We currently don’t support the ability to attach files to a post made by an integration.

Where can I find existing integrations?

Visit our app directory for dozens of open source integrations to common tools like Jira, Jenkins, GitLab, Trac, Redmine, and Bitbucket, along with interactive bot applications (Hubot, mattermost-bot), and other communication tools (Email, IRC, XMPP, Threema) that are freely available for use and customization.

Where should I install my integrations?

You can set up a separate server for integrations, or add them to the server on which the external application is hosted - for example, if you’re self-hosting a Jira server you could deploy a Jira integration on the Jira server itself.

When self-hosting restrictions are less strict, AWS, Heroku, and other public cloud options could also be used.

How do I create a bot account with personal access tokens?

See bot accounts documentation to learn more about how to create and manage bot accounts in Mattermost.

How do I create a bot account without personal access tokens or webhooks?

Deployments that cannot create bot accounts via webhooks due to security reasons and do not want to use personal access tokens with no expiry time, can use the following approach:

  1. Create a bot account using a secure email and strong password.

  2. Manually add the account to all teams and channels it needs access to. If your deployment has a lot of teams or channels, you may create a script to automate the process.

    • In a testing environment, you may also make the bot account a System Admin, giving the bot permissions to post to any channel. This is not recommended in production due to potential security vulnerabilities.

  3. Provide the email and password to your integration, and store it in a secure location with restricted access.

  4. Have your integration use the email and password with an /api/v4/login endpoint to retrieve a session token. The session token is used to authenticate to the Mattermost system.

    • Set up your bot to make an HTTP POST to with a JSON body, including the bot account’s email and password.

      POST /api/v4/users/login HTTP/1.1
      Content-Length: 66
      Content-Type: application/json

      where we assume there is a Mattermost instance running at http://localhost:8065.

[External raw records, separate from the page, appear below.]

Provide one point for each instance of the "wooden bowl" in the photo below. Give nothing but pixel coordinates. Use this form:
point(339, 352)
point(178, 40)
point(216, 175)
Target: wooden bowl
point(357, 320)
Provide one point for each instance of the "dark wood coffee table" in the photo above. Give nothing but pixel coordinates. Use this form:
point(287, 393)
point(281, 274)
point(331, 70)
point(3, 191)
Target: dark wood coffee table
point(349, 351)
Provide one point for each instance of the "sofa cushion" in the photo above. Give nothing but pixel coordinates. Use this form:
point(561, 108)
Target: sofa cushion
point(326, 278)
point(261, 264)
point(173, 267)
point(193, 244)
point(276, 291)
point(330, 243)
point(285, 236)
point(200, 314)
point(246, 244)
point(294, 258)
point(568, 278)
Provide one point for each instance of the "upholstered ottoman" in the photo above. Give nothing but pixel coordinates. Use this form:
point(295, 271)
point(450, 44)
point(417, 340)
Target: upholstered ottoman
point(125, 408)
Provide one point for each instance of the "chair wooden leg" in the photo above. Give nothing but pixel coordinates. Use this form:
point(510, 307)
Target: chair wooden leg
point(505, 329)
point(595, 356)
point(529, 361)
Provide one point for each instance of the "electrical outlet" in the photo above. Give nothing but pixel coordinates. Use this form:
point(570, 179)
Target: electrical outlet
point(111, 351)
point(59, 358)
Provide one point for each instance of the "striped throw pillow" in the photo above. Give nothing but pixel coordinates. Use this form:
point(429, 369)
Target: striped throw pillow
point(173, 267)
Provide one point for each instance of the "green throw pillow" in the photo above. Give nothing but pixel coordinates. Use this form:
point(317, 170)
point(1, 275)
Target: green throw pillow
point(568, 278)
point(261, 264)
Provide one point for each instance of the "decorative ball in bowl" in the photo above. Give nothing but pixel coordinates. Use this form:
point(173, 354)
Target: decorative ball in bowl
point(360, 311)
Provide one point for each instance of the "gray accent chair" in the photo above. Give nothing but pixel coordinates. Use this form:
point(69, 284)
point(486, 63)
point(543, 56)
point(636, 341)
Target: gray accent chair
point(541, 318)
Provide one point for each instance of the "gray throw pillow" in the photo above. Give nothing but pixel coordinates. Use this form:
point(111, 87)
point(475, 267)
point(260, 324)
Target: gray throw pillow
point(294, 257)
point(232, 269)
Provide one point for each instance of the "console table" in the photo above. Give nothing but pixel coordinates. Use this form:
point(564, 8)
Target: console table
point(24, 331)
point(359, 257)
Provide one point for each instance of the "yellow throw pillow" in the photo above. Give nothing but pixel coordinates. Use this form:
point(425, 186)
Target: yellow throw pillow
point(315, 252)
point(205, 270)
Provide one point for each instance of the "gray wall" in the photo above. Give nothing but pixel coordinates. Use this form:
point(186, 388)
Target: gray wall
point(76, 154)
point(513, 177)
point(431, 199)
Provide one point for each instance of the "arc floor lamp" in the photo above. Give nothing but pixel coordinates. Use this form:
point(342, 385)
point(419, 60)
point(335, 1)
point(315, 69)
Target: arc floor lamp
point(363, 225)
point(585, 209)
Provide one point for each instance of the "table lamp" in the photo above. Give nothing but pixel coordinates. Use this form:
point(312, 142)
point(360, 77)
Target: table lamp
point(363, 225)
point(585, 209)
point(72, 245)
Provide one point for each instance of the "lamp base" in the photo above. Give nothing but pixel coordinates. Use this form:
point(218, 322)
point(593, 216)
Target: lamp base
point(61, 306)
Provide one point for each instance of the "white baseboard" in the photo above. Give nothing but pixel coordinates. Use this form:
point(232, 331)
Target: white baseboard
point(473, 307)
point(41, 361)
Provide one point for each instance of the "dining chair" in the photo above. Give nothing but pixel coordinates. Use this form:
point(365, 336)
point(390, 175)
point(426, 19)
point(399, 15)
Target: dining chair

    • If successful, the response will contain a Token header and a user object in the body:

      HTTP/1.1 200 OK
      Set-Cookie: MMSID=hyr5dmb1mbb49c44qmx4whniso; Path=/; Max-Age=2592000; HttpOnly
      Token: hyr5dmb1mbb49c44qmx4whniso
      X-Ratelimit-Limit: 10
      X-Ratelimit-Remaining: 9
      X-Ratelimit-Reset: 1
      X-Request-Id: smda55ckcfy89b6tia58shk5fh
      X-Version-Id: developer
      Date: Fri, 11 Sep 2015 13:21:14 GMT
      Content-Length: 657
      Content-Type: application/json; charset=utf-8
      {{user object as json}}

      The bot should retrieve the session token from the Token header and store it in memory for use with future requests.

    Note: Each session token has an expiry time, set depending on configuration. If the session token your bot is using expires, it will receive a 401 Unauthorized response from requests using that token. When your bot receives this response, it should reapply the login logic (using the above steps) to get another session token. Then it should resend the request that received the 401 status code.

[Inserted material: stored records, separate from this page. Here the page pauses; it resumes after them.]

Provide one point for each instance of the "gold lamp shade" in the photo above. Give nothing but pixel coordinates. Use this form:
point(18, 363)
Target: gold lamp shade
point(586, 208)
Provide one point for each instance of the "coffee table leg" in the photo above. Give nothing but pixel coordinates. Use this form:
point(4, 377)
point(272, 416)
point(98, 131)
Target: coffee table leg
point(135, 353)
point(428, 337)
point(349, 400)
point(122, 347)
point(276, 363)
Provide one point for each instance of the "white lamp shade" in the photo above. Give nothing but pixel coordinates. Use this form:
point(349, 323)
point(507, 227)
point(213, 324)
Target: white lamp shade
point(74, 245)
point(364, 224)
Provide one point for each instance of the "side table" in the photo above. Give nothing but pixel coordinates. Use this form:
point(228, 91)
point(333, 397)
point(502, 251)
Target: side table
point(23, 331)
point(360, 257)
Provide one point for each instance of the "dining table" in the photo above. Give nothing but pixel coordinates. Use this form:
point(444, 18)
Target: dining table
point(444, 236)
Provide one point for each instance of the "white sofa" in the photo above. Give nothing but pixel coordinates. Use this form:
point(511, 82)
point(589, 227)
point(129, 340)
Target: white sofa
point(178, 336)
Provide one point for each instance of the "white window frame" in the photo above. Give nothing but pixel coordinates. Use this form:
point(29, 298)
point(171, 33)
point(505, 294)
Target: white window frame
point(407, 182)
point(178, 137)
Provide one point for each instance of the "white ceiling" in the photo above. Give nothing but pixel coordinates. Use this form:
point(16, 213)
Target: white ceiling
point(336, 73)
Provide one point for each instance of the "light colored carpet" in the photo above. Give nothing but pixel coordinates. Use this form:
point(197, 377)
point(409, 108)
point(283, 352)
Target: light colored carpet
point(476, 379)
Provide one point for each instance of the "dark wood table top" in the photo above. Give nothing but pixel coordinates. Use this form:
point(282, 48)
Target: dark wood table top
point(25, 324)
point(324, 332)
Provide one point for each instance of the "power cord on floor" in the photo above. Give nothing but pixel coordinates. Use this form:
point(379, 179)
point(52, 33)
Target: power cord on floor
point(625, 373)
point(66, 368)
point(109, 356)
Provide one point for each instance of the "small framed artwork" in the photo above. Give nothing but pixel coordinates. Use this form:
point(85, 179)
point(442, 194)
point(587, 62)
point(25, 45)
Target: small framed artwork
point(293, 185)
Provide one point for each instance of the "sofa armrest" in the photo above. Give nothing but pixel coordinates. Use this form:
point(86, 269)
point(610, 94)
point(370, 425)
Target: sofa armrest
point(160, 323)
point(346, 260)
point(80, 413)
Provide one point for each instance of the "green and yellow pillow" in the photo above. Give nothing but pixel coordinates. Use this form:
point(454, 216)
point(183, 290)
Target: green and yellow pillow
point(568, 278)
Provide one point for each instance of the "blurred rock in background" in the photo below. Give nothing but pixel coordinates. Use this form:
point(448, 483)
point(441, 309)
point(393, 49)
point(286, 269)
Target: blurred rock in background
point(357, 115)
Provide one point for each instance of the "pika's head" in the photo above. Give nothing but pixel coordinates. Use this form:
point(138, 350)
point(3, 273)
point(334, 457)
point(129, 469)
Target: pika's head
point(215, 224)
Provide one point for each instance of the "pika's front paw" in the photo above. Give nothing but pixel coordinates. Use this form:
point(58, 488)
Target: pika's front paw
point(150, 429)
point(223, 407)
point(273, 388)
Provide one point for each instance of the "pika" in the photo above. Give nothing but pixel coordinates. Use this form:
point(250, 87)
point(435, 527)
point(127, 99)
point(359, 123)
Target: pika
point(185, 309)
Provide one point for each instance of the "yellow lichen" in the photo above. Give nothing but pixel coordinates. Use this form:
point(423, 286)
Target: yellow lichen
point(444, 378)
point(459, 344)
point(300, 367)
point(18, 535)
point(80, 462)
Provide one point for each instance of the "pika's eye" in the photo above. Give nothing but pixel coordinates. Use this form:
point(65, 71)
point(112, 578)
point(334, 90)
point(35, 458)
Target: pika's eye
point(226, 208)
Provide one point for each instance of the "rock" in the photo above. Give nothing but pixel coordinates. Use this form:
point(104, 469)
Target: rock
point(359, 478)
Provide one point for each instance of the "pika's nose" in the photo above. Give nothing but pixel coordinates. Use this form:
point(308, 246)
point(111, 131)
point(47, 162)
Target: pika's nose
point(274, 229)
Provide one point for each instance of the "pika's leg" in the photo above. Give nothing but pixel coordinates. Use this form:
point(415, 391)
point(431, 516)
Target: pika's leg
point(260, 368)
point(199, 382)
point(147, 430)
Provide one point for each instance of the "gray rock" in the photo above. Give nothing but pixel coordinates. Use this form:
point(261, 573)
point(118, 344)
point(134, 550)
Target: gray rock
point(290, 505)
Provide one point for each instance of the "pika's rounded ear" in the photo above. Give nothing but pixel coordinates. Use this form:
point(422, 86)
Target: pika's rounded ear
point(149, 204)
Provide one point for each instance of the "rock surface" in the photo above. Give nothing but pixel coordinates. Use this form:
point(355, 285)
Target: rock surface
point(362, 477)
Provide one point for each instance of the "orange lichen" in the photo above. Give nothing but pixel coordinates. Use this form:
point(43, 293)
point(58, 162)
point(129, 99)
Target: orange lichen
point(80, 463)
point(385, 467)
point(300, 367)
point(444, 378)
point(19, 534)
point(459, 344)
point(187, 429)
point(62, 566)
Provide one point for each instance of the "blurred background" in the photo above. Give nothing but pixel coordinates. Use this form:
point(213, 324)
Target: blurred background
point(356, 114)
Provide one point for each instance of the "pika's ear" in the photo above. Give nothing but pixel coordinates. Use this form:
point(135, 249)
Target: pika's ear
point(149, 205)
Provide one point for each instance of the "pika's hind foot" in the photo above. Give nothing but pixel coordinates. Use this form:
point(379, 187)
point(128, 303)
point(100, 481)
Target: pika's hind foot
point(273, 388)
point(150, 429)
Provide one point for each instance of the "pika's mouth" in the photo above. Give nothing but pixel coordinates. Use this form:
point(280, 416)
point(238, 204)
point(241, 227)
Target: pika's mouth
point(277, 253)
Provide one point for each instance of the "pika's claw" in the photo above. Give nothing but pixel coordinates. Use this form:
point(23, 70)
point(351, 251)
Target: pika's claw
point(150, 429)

  5. Include the Token as part of the Authorization header on API requests from your integration.

    • To confirm the token works, you can have your bot make a simple GET request to /api/v4/users/me with Authorization: bearer <yourtokenhere> in the header. If it returns a 200 with the bot’s user object in the response, the API request was made successfully.

      GET /api/v4/users/me HTTP/1.1
      Authorization: bearer <yourtokenhere>

Note: The Mattermost development team is also working on an API developer token, which allows you to authenticate the bot account via the API token rather than retrieving a session token from a user account.